Karena memang merupakan suatu kewajiban bagi D untuk menandatangani surat
perjanjian pengakuan hutang apabila D meminjam uang kepada C. Jadi, perjanjian
disini merupakan perjanjian yang sah, karena tidak adanya unsur paksaan.
- Pada kasus No.3
A mengadakan
kontrak dengan seorang penyanyi bernama Syahrini, ternyata setelah kontrak
ditandatangani baru diketahui bahwa penyanyi tersebut mempunyai nama yang sama
dengan penyanyi Syahrini yang asli.
Di dalam
perjanjian tersebut terdapat unsur kekhilafan atau kekeliruan. Kekhilafan atau
kekeliruan disini termasuk kategori “error in persona”, seperti dalam kasus
ini, terdapat 2 orang yang berbeda tetapi memiliki nama yang sama. Hal itu yang
menyebabkan terjadinya kekhilafan atau kekeliruan yang dilakukan oleh A.

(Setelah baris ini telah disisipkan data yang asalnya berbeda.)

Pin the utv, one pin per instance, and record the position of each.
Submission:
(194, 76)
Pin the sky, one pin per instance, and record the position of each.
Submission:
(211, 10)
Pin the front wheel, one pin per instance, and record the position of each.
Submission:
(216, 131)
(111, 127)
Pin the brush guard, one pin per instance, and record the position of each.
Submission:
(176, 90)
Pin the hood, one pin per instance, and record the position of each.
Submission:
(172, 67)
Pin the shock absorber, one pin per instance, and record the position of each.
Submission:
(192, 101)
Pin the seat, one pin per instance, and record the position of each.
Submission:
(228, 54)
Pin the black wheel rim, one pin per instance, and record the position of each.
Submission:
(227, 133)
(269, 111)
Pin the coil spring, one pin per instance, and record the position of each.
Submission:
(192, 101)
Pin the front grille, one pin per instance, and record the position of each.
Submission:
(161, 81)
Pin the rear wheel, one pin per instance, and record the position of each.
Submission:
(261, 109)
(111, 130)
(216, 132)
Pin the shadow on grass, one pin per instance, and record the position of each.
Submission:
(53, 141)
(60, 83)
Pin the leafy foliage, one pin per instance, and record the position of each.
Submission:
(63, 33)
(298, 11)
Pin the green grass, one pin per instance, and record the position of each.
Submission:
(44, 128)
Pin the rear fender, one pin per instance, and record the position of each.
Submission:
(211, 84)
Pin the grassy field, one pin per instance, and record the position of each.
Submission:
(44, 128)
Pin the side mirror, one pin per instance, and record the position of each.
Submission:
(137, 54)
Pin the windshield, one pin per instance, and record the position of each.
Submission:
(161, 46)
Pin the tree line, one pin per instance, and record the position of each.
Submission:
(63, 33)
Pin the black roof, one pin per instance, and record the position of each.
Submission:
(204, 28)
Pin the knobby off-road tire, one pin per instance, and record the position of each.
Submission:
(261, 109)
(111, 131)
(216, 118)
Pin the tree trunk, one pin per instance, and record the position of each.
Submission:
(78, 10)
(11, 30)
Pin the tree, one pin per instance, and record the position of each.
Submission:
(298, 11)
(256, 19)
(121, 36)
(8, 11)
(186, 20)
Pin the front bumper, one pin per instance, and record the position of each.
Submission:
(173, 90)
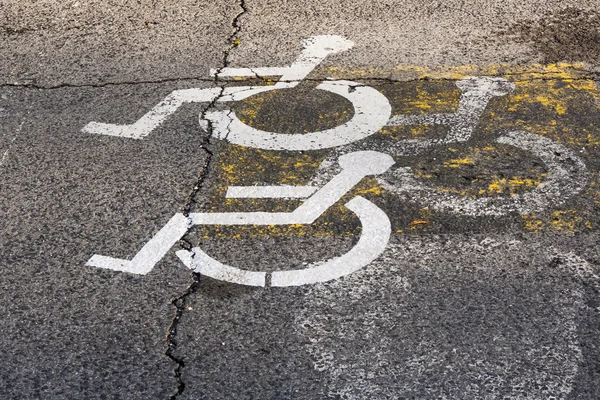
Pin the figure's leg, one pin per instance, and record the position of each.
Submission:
(151, 253)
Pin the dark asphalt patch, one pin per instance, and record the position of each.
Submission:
(571, 34)
(69, 331)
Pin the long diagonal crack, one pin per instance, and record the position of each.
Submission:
(180, 302)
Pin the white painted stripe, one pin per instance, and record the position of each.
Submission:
(202, 263)
(151, 253)
(567, 176)
(371, 113)
(270, 192)
(315, 50)
(376, 230)
(154, 117)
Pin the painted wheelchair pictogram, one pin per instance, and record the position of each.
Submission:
(349, 162)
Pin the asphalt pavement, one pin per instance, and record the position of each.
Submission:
(284, 200)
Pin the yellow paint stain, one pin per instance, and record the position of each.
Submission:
(544, 102)
(417, 222)
(498, 186)
(459, 162)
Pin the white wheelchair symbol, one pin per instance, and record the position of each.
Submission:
(350, 161)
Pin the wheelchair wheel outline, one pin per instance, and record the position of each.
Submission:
(567, 176)
(374, 237)
(372, 112)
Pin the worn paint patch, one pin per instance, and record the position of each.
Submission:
(557, 101)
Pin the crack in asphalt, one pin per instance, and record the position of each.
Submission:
(180, 302)
(232, 40)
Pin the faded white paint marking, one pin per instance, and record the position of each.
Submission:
(476, 92)
(401, 348)
(151, 253)
(270, 192)
(567, 176)
(376, 230)
(146, 124)
(202, 263)
(315, 50)
(355, 166)
(12, 141)
(371, 113)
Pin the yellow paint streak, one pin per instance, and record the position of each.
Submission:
(459, 162)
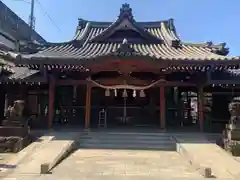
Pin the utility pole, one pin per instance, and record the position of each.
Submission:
(32, 20)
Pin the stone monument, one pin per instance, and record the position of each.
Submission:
(14, 132)
(231, 134)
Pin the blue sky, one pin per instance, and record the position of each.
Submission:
(195, 20)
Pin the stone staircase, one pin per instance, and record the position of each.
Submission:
(127, 140)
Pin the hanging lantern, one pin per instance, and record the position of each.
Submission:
(107, 92)
(124, 93)
(134, 93)
(142, 94)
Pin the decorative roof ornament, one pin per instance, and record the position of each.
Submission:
(126, 11)
(125, 41)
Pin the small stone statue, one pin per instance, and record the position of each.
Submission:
(231, 134)
(15, 112)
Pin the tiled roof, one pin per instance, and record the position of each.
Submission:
(158, 40)
(9, 72)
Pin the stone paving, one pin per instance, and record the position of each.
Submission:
(116, 164)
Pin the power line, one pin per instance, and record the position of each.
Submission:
(28, 2)
(48, 16)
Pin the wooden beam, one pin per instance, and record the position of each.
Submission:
(201, 108)
(51, 101)
(113, 82)
(162, 108)
(88, 106)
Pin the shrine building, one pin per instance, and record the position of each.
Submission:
(122, 74)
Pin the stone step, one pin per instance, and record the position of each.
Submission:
(134, 137)
(128, 141)
(125, 133)
(156, 146)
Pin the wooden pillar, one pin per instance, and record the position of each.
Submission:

Menurut Pasal 1322 KUH Per, dikarenakan adanya kekhilafan atau kekeliruan
tersebut, maka perjanjian tersebut tidak sah dan akibat hukumnya adalah
perjanjian tersebut dapat dibatalkan.
- Pada kasus No.4
B membeli oli
yang diganti kalengnya dengan kaleng yang asli dengan merek Super, demikian
pula label-label lainnya, sehingga persis seperti aslinya merek Super. Dalam
kasus No.4 terdapat adanya tipu daya atau tipu muslihat yang dilakukan oleh B,
yang sebenarnya merugikan orang lain semata untuk memperoleh keuntungan. Tipu
muslihat yang dilakukan oleh B yaitu dengan cara mengganti kaleng beserta
labelnya agar terlihat seperti oli bermerek Super merupakan suatu penipuan (
Pasal 1328 KUH Per ). Jadi, perjanjian tersebut dianggap tidak sah dan akibat
hukumnya adalah dapat dibatalkan dikarenakan alasan penipuan.
- Pada kasus No.5
A bermaksud
mengadakan perjanjian jual beli mobil Avanza dengan B, ternyata dia mengadakan
perjanjian dengan orang yang bernama sama dengan B. Sedangkan mengenai
pokok perjanjian tidak ada keberatan sama sekali, hanya keliru orangnya. Pada
kasus No.5 ini, sama halnya dengan kasus No.3, adanya kekhilafan atau
kekeliruan ( error in persona ), yang sebagaimana diatur dalam Pasal 1322 KUH
Per. Perjanjian tersebut dianggap tidak sah dan akibat hukumnya adalah
perjanjian tersebut dapat dibatalkan.